Conte nuisible suit la mue du papillon vers la chenille. Le corps y régresse à un état de pré-humanité larvaire, arachnéenne, désarticulée, anguleuse et rampante. Ode aux nuisibles, aux vies insignifiantes et invisibles, la danse de Marion Zurbach fait retour à la puissance impersonnelle du vivant, anorganique, avant que l’ordre ne s’impose, un corps sans organe deleuzien, certainement. La monstruosité, c’est cette démonstration de plasticité, bizarre et queer, qui fait retour à un état proprement sauvage, brut et incivilisé, qui se manifeste par un langage inarticulé et viscéral, porté par une voix de fond de gorge, qui éructe plus qu’elle ne parle. Cette façon de rompre avec l’anthromorphisme, de rejeter l’autocentrisme de la danse, est aussi une manière de contracter une dette esthétique avec le non-humain, de rendre hommage à la puissance morphique des insectes et d’y trouver la matrice de nouvelles formes de vie habitables. Son devenir-mutant ajoute articule également l’excroissance machinique à la transformation entomologique. Conte nuisible atteste d’un corps malade, supposé fragilisé, qui refuse l’instrumentalisation au profit de la prothèse, et substitue à la menace d’invalidité la promesse d’une mobilité alternative. Défaire le moi ne revient donc pas pour Marion Zurbach à se perdre mais bien à se réinventer : à l’assujettissement disciplinaire, elle oppose une subjectivation libre et trouble, qui trouve un chemin de singularité dans la confusion (et la dissolution) des catégories identitaires.

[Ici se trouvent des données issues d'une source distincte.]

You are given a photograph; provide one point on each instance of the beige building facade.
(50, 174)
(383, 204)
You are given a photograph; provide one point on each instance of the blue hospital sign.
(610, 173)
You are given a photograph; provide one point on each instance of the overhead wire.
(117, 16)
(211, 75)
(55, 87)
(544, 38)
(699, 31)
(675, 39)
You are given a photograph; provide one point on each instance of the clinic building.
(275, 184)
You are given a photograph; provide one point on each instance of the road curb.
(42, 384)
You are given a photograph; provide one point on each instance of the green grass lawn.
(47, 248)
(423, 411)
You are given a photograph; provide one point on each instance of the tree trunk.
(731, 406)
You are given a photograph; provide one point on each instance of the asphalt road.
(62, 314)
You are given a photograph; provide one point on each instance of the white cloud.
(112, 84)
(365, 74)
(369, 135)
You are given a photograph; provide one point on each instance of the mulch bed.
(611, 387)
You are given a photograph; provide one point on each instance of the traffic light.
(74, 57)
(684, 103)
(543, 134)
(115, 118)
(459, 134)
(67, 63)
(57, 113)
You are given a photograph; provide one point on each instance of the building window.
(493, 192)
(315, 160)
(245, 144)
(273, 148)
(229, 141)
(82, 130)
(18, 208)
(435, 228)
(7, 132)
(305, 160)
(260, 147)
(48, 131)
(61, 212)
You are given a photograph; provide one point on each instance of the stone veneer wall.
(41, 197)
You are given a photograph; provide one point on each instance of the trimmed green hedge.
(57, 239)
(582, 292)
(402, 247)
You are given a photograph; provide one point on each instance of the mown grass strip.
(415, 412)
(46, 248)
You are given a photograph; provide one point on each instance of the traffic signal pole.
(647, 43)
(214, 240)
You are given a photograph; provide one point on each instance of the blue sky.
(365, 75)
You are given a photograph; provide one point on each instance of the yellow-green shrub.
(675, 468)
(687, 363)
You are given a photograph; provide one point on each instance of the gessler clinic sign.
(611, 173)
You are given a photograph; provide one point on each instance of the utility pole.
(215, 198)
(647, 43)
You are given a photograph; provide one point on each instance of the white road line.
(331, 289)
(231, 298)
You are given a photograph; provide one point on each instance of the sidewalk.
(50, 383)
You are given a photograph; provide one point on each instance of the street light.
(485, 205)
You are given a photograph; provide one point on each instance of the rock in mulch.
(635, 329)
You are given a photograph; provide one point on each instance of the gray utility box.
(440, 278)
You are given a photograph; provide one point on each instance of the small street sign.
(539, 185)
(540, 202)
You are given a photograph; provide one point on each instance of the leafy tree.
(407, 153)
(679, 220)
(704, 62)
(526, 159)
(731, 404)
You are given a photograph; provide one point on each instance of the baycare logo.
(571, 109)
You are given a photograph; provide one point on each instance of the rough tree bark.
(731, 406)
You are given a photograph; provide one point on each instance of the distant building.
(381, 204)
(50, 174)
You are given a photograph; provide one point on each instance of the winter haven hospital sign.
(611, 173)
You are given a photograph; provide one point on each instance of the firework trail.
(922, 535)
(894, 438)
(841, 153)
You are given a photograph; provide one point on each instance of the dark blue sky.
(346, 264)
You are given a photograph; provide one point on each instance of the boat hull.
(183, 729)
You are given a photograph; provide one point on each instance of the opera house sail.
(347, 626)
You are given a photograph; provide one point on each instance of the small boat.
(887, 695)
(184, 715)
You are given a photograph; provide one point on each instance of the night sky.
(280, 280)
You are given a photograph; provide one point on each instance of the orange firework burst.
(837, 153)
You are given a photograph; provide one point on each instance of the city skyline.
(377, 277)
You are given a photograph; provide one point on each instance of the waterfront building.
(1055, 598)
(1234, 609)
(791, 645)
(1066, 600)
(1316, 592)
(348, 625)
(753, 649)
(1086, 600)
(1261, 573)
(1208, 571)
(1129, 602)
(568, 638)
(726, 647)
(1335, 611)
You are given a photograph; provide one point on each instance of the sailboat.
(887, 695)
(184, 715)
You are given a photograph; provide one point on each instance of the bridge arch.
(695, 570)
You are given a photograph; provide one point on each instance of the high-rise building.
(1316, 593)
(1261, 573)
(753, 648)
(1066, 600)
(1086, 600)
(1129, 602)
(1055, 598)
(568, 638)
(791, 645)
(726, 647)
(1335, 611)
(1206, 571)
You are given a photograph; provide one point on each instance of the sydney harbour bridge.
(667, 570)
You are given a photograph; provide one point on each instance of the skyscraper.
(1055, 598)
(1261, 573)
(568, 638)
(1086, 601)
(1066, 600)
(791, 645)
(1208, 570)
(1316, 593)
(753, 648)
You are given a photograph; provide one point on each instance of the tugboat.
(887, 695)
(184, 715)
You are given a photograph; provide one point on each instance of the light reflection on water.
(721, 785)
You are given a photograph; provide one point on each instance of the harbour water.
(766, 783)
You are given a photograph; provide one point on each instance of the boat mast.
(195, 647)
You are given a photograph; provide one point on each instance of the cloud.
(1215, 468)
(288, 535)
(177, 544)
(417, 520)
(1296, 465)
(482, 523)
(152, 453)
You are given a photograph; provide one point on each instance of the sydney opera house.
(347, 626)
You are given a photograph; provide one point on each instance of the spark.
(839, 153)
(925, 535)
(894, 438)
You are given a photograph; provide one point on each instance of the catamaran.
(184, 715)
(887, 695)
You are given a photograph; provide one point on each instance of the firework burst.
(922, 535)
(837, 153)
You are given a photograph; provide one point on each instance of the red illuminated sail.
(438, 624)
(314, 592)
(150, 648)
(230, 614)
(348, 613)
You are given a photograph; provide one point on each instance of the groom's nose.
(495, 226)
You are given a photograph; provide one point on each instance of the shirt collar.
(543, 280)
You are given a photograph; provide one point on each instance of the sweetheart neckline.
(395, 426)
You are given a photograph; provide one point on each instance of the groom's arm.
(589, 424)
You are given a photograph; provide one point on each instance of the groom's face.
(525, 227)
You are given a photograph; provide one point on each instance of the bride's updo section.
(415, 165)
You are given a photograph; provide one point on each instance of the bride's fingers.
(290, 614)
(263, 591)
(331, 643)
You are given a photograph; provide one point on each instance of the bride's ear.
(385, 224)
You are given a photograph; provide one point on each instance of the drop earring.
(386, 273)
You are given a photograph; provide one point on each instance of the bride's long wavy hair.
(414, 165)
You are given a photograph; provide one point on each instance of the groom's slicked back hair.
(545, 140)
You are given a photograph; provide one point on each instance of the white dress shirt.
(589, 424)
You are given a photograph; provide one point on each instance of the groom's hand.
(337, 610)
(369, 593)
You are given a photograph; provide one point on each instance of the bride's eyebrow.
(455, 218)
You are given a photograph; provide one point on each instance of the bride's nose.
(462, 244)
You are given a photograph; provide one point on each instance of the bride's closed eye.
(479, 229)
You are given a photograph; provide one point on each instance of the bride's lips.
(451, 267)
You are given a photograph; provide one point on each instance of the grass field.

Agrandissement : Illustration 3

En mettant en œuvre une traduction chorégraphique de la « narration spéculative », inspirée de la pensée d’Haraway, Marion Zurbach double son récit de métamorphose d’une épaisseur de fiction qui l’éloigne moins du réel qu’elle n’y fraye un nouvel accès. Elle expérimente en effet par la danse une autre présence au monde qui passe par l’affabulation de son corps et renoue avec l’ambiguïté constitutive de la forme du conte, à la fois récit de vérité et de tromperie, une écriture d’emblée spéculative dans laquelle l’artifice touche au cœur vibrant du réel. Se raconter en général se pense toujours à l’articulation entre narration et performativité. Comme le montre Judith Butler (Giving an Account of Oneself), donner un récit de soi en effet ne revient pas qu’à verbaliser des processus d’incorporation et d’appropriation du social (de ses normes, de ses catégories, de ses ordres), c’est aussi un acte performatif, qui a une efficience dans le social, qui y agit. La subjectivation met en jeu le rapport à l’autre et à sa reconnaissance, comme les engagements qui dessinent les lignes par lesquelles un sujet se fraye un chemin dans l’existence. En assumant sur scène la maladie qui redessine son rapport au corps, Marion Zurbach témoigne ainsi de la déshumanisation qui la frappe dans les yeux d’autrui, du glissement qu’elle perçoit dans l’hétéroperception et qui commande de nouvelles manières de se représenter. La scène devient le lieu d’une réponse à ces autres qui nous causent du tort et auxquels on résiste, dont on sabote le regard comme on déconstruit sa propre image.
On ne nuit ici qu’à ceux qui nous veulent du mal.